CAREER: Closing the Gaps in UWB Localization and Sensing; Algorithms, Architectures, and Prototypes
Award# 2145278 [NSF Award Search]

This project proposes to use a new and upcoming wireless technology called ultra-wideband radios to perform indoor localization at the human navigation scale, fine-grained localization at the scale required for object tracking in indoor spaces, and for intrusion detection through monitoring of disturbances to the wireless profile of an indoor space.
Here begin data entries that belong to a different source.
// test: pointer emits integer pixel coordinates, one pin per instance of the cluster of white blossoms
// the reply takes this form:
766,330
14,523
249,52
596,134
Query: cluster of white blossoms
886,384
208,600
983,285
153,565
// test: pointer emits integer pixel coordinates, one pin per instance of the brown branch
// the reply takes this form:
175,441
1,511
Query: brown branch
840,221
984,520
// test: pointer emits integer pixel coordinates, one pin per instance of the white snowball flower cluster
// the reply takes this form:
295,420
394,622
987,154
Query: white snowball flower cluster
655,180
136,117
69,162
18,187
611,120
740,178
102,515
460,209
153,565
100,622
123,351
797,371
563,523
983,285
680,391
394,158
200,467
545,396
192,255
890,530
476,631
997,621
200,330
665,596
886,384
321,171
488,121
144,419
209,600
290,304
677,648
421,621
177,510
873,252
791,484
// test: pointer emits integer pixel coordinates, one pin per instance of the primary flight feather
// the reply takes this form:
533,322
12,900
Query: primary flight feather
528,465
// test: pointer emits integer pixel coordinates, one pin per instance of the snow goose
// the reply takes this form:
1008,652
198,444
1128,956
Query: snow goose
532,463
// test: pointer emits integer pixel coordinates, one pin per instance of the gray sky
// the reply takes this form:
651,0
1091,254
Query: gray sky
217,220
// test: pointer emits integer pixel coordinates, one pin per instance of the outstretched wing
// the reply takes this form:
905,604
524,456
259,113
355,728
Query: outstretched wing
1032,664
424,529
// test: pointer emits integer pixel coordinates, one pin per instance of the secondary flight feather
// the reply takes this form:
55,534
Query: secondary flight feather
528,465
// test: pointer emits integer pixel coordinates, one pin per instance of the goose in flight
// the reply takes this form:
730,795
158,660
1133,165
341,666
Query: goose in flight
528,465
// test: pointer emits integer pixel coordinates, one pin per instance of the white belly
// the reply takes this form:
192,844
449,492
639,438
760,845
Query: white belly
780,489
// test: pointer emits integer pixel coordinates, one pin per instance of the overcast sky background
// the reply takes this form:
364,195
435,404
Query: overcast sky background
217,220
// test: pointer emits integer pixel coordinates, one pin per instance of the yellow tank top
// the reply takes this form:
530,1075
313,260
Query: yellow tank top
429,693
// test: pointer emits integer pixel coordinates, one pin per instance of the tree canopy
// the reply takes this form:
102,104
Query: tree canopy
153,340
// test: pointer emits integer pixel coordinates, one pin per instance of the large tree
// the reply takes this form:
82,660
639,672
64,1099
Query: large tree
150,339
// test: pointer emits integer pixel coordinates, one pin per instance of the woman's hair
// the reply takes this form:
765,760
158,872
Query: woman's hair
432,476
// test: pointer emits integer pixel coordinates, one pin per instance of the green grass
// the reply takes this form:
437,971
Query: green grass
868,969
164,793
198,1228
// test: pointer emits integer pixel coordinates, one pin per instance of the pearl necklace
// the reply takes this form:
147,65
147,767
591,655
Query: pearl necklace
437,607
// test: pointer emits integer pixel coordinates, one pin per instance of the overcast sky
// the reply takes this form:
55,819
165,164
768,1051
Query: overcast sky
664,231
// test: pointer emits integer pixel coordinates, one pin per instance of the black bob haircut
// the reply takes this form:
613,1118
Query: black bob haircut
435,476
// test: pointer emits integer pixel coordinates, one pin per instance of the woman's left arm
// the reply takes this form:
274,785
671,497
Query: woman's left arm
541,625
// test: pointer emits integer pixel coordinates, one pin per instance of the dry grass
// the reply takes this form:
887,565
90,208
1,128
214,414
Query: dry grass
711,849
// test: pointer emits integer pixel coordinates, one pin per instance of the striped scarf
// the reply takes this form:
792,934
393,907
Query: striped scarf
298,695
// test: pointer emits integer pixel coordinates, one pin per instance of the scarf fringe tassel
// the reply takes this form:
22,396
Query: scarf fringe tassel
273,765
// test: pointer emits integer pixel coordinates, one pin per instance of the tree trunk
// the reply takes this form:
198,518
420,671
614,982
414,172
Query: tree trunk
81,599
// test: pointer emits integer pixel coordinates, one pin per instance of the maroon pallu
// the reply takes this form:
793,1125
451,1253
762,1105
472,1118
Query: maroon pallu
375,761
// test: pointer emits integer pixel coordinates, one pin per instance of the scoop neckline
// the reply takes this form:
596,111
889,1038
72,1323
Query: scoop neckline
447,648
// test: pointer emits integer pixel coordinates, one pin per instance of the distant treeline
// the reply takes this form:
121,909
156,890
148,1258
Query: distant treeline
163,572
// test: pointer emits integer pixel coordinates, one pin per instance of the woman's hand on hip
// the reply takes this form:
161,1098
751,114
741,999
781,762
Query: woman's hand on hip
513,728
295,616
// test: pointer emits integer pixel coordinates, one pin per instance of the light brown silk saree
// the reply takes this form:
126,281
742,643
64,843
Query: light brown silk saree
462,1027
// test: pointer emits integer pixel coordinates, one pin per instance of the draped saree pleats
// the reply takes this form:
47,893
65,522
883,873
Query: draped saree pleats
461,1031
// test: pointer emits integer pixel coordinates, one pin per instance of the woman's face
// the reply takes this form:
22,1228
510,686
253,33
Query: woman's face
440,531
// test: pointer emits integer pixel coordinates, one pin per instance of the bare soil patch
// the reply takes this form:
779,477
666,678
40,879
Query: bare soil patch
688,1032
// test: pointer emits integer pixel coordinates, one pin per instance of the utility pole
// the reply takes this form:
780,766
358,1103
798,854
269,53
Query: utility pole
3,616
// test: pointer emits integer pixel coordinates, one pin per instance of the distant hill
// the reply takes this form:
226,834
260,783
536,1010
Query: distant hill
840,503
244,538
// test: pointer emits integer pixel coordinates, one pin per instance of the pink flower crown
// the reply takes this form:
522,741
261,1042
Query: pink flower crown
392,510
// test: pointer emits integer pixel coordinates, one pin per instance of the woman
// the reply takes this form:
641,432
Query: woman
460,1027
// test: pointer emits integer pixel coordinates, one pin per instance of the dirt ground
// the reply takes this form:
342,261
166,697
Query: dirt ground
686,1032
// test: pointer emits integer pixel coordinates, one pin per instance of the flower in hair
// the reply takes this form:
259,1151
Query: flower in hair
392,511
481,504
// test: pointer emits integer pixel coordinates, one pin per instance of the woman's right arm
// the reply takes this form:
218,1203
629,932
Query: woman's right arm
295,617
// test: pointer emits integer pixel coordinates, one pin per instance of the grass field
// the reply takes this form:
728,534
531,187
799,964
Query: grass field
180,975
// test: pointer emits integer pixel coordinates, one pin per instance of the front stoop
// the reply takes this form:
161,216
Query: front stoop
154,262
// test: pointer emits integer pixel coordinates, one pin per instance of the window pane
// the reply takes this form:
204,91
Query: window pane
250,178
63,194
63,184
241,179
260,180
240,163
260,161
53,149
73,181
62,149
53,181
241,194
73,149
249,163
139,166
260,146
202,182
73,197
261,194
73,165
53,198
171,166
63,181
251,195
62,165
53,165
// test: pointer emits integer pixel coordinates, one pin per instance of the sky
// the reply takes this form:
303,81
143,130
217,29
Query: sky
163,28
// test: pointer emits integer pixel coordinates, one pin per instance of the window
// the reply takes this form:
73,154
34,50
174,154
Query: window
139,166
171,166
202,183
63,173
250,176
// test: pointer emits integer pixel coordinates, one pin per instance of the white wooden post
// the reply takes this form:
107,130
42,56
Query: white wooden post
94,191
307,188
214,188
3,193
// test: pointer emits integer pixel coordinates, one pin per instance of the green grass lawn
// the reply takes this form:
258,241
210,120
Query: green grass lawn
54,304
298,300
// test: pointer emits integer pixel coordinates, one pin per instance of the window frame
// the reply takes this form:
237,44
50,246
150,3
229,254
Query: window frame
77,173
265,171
Several applications can benefit from the underlying constructs developed in this work, including indoor navigation and guidance systems, localization and navigation for autonomous agents in complex indoor spaces, tracking movements of robotic arms for accurate task completion as well as for compliance, and protection of valuables through intrusion monitoring and alarm systems. Thus, the fundamental work in this project is expected to impact several industries and advance mobile computing using wireless technology for localization and sensing.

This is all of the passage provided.